I'm trying to `portsnap fetch extract` to get fresh ports but the problem still exists.


PS.
The system is FreeBSD 7.4 i386


----------



## SirDice (Jul 30, 2013)

kombajnik said:
			
		

> The system is FreeBSD 7.4 i386


Upgrade to at least 8.4. FreeBSD 7.4 is end-of-life.

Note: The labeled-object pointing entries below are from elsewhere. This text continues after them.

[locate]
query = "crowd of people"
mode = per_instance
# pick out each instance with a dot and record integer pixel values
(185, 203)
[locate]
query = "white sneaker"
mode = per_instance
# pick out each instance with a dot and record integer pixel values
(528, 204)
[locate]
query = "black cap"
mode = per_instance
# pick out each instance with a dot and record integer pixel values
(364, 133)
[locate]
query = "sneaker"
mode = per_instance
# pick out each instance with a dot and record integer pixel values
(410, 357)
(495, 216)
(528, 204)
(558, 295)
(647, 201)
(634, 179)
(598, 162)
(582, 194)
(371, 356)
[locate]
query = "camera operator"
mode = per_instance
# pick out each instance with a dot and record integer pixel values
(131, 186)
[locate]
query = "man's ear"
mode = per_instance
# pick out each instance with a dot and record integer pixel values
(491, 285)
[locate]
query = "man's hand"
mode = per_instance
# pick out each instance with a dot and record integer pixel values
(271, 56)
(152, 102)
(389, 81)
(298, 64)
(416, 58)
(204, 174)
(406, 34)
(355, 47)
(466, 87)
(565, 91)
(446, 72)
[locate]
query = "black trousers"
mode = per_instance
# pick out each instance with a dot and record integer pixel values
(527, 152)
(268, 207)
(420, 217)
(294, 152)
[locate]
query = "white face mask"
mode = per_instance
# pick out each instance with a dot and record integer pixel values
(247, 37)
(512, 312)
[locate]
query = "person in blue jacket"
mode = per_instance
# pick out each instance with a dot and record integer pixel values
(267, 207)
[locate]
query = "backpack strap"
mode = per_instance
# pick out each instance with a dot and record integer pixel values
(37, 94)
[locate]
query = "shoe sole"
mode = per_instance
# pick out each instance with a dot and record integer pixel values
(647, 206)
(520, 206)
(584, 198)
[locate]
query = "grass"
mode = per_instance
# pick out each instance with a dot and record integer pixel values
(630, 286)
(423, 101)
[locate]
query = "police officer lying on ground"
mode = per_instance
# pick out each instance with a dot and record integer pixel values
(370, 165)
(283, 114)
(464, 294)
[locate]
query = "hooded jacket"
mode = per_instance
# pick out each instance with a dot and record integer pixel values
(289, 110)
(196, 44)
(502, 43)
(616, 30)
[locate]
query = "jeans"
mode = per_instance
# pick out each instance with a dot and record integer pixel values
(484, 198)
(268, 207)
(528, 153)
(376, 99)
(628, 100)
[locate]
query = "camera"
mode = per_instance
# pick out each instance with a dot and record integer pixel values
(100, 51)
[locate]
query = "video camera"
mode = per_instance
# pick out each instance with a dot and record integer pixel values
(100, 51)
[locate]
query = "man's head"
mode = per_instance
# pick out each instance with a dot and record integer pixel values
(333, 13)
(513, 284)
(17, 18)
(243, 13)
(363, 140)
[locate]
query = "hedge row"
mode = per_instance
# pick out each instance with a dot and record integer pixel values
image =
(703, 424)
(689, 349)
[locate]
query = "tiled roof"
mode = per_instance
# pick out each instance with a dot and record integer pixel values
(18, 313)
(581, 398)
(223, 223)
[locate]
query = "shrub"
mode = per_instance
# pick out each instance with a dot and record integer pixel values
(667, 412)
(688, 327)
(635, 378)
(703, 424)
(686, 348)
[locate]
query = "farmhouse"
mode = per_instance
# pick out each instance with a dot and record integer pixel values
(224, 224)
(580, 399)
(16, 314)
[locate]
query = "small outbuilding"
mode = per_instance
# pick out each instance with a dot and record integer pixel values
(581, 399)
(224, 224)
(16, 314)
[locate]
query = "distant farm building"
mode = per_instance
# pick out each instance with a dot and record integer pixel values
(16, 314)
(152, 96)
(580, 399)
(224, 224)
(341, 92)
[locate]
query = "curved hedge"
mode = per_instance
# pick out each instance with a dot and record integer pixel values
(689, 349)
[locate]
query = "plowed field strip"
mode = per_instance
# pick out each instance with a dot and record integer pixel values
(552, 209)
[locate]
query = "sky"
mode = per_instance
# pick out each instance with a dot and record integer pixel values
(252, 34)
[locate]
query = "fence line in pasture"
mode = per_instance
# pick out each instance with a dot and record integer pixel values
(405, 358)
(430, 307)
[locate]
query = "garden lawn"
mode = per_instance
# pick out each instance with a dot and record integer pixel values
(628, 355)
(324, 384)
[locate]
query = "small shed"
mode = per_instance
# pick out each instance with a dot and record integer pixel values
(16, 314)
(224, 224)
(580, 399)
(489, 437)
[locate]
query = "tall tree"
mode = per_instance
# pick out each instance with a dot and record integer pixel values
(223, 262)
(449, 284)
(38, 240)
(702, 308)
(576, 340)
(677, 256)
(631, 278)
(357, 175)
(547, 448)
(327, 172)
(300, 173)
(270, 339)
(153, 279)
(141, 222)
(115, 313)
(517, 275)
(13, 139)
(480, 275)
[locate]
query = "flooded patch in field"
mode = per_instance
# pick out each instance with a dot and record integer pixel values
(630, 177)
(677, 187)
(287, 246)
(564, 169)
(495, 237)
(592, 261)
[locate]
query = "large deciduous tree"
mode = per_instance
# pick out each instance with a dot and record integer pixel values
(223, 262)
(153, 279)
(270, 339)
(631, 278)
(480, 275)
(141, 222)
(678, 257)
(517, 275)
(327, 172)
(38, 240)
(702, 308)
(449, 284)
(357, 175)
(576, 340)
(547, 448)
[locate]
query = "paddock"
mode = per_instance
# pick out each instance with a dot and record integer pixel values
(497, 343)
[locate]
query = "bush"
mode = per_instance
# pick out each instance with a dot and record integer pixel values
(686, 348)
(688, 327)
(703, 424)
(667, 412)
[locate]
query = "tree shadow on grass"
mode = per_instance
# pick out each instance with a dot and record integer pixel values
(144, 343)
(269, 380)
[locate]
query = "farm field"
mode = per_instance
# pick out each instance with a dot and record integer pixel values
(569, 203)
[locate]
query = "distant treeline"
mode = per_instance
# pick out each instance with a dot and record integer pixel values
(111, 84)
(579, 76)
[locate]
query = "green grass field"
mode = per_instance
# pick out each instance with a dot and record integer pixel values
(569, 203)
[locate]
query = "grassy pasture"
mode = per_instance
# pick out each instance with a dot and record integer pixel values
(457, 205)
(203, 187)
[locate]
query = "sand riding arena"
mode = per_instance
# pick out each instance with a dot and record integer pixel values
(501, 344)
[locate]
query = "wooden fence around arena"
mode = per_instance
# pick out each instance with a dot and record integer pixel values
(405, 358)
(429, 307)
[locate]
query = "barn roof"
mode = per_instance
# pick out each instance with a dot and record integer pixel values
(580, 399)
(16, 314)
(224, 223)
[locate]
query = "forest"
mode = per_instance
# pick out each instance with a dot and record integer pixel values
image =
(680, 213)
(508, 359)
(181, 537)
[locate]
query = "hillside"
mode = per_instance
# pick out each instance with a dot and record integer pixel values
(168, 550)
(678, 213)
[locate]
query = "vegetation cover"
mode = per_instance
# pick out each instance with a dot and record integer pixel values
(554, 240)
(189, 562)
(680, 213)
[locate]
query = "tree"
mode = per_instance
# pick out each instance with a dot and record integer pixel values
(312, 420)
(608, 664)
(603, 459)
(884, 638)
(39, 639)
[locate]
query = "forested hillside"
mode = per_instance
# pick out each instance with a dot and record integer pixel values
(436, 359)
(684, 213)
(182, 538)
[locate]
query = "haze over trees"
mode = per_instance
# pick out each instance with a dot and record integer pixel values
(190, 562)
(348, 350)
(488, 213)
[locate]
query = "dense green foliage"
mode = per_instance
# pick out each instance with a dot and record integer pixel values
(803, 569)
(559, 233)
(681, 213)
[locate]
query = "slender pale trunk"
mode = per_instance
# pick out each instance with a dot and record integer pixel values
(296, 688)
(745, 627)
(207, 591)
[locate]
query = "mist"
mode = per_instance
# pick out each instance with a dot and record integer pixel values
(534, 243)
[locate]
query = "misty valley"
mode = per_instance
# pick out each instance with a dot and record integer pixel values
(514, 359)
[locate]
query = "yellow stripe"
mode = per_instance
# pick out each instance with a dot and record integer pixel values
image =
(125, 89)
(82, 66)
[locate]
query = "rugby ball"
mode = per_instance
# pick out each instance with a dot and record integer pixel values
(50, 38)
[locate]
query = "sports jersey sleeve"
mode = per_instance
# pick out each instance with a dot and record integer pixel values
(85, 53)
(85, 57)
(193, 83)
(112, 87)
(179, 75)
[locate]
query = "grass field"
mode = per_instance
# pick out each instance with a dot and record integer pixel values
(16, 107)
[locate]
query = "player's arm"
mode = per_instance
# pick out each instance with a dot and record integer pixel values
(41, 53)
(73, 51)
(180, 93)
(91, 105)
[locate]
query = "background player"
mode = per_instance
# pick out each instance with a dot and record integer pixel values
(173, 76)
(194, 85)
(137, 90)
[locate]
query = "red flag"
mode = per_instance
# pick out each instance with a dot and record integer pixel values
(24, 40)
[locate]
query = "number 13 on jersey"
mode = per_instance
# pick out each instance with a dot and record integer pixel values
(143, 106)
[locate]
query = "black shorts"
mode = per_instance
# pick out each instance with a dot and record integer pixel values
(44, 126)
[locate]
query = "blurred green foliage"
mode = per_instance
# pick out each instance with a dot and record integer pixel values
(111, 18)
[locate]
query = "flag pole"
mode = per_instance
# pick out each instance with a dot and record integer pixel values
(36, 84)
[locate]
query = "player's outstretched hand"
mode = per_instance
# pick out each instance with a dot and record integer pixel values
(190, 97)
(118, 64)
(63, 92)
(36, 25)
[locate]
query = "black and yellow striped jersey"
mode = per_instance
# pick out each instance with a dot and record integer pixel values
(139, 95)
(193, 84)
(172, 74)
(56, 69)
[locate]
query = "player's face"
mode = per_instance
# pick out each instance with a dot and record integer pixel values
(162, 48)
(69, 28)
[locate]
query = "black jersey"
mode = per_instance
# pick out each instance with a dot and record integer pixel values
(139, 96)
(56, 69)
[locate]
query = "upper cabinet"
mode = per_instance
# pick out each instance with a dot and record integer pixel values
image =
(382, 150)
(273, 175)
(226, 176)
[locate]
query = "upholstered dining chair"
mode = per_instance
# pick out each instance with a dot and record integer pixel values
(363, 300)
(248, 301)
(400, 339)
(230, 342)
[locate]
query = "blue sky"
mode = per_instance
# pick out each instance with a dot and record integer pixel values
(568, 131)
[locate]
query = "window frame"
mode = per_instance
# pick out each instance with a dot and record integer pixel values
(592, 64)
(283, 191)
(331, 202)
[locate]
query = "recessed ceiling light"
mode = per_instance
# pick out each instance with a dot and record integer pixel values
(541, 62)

[thread=40469]Topics about unsupported FreeBSD versions[/thread]


----------



## kombajnik (Jul 30, 2013)

But I need 7.4.

One month ago, all was working correctly.


----------



## SirDice (Jul 30, 2013)

kombajnik said:
			
		

> But I need 7.4 ....


Why?


----------



## kombajnik (Jul 30, 2013)

Application which I need to use has best performance on FreeBSD 7.4 i386


----------



## SirDice (Jul 30, 2013)

We may be able to provide you with a solution if we know what application.


----------



## ShelLuser (Jul 30, 2013)

Also keep in mind that the errors you got with regards to the tar format are a direct result of using an out of date FreeBSD version.

The format has changed in the meantime and the supported versions of FreeBSD have all been updated with the new tar program, thus automatically rendering the ports collection somewhat unusable on unsupported versions.


----------



## DutchDaemon (Jul 30, 2013)

What application could possibly be restricted to FreeBSD 7?


----------



## SirDice (Jul 30, 2013)

I can name one... And it has been my hunch since the first post x(


----------